# Emersed Vallisneria?



## Rikesh (Jul 25, 2009)

While removing some vallisneria from my pond, I noticed some kind of val in the emersed form.
The leaves were above the water and the plant was supported in a clump of salvinia.
I often get flowers from the vals, and sometimes I see baby vals too in the tank. The flowers' stalk are spiral in shape. I BELIEVE that they were formed from seeds as they are not attached to any mother plant. I have platy as fish in there.

So, is it possible that a seed might have germinated in the salvinia roots and then grow emersed?
I removed the plant from the pond and placed it inside. I'll try to make an emersed setup and have a look about its progress.
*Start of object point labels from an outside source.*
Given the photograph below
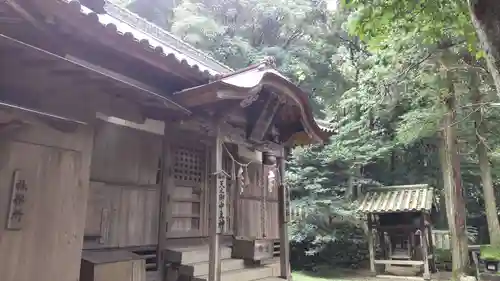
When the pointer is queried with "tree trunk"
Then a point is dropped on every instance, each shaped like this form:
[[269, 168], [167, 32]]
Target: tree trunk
[[455, 206], [484, 14], [485, 166]]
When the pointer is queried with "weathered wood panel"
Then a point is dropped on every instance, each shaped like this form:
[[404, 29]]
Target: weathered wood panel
[[124, 194], [125, 155], [254, 220], [55, 166], [187, 193], [132, 216]]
I'm not sure that it's a val as any other seed of terrestrial plants could have fallen on in it... I've read somewhere int the forum that vals can't grow emersed. Or is it that vals can't re-adapt themselves from submersed to emersed?
I'll try to post a pic.


----------



## Rikesh (Jul 25, 2009)

Errr. I can't click on any buttons of the reply box...
I uploaded the images on Picasa. Hope the links work..
http://picasaweb.google.com/lh/photo/QwG-sfETrFLrmXjDYErsnQ?feat=directlink
http://picasaweb.google.com/lh/photo/E0daee4cBHxHSlxRQ4U_Ww?feat=directlink


----------



## fishlover (Jan 2, 2007)

I know It's been a while since you posted but still though I'd reply. Vals are 100%aquatic so this must have been some other plant seedling. Unless some of your "vals" are actually sagittaria, in which case emerse growth is possible


----------



## Rikesh (Jul 25, 2009)

Thanks for your reply... 

I've researched a bit about that and I read that vals don't grow emersed... I suspect a seed of some terrestrial plants got blown away in the pond.. However, I'm still growing that plant by curiosity... I've put it in some high humidity condition along with some java ferns(trying to grow that emersed too)...


----------